When current Carson Tahoe Health President and CEO Michelle Joy took the helm of the organization in August 2022, hospitals around the world were emerging from the COVID-19 pandemic.

“I’ve seen the roller coaster ride of health care, have been through the ups and downs,” Joy said.

She added: “I think overall, from an industry perspective, health care is actually very resilient. If you look at the pandemic and lots of challenges, there are still challenges post-pandemic, but for the most part, hospitals across the country and the health care workforce were extremely resilient and were there when our communities needed us.”

Joy, 50, found her calling in hospital administration after college. She worked in Susanville, Calif., north of Reno, building and opening a new hospital, and at the executive level in various hospitals in Colorado. It was 2015 when Epperson and CTH brought her aboard as chief operating officer.
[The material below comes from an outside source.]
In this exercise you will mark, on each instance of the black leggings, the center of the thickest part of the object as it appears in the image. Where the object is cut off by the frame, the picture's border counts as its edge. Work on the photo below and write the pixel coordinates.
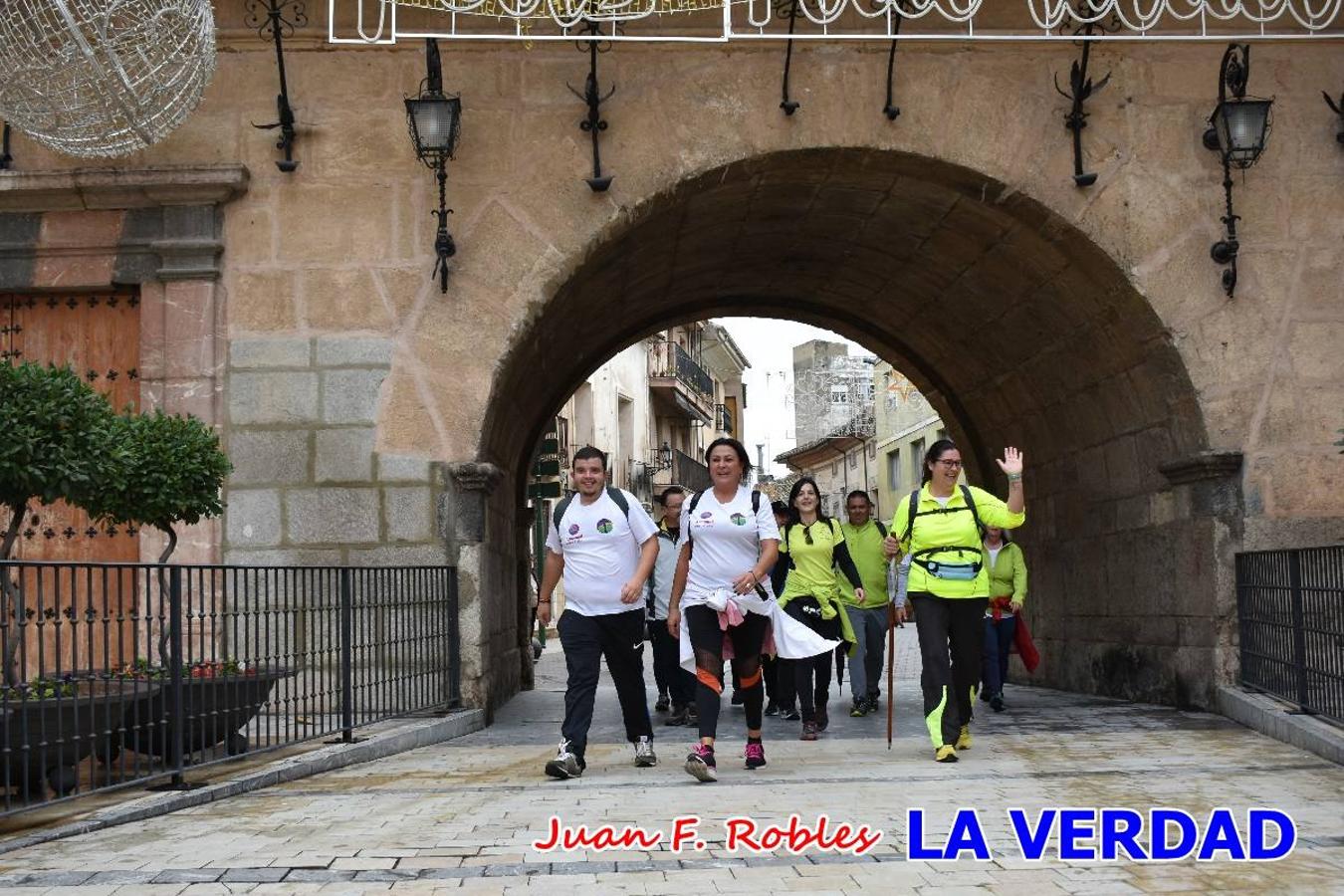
(702, 623)
(812, 676)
“When you look at Carson Tahoe, there are not very many organizations left like Carson Tahoe in the country, being that independent, community-based hospital,” Joy said.

Carson Tahoe’s independent, not-for-profit structure allows the organization to make decisions locally and reinvest dollars locally, Joy said. Reinvestment can take the shape of technology (e.g., robotic surgery) or hiring more doctors and specialists.

“It is looking at what is the new technology that is coming in that makes the most sense for, again, an organization like Carson Tahoe, the size that we are,” she said. “Renown (in Reno) is starting transplant. We will never do transplant here.”

The key for Carson Tahoe is matching services to community needs where there is enough patient volume to sustain those services, Joy explained. In 2017, for example, Carson Tahoe opened the Mallory Behavioral Health Crisis Center, which sees upwards of 1,500 patient visits a year for suicidal ideation, psychotic episodes and substance abuse problems.

Mallory, however, only treats adults. Recognizing the need for similar services for juveniles, especially following the pandemic, Carson Tahoe officials this year secured $3.5 million in federal funds sub-awarded through the state of Nevada to retrofit existing buildings on Fleischmann Way. The project includes 10 beds in the old hospital facility for youth inpatient behavioral health; 12 beds for a separate youth crisis stabilization center next to Mallory; outpatient offices and two mobile care units to serve throughout the region.

“As we look out over those next 10 years, the top priority that continues to rise is the behavioral health piece,” Joy said.

Carson Tahoe has a larger vision for a brand-new behavioral health facility that could cost tens of millions of dollars. But the community has rallied before, Joy pointed out, and Carson Tahoe is poised to respond.

“I think it is the continual identification of what does the community need from a health care perspective as it continues to grow,” she said.

While figuring out the best path forward, Carson Tahoe leaders and employees have also been celebrating the organization’s 75th anniversary this year.

Joy stressed the history and decisions of her predecessors “have set the organization up to continue to be successful.”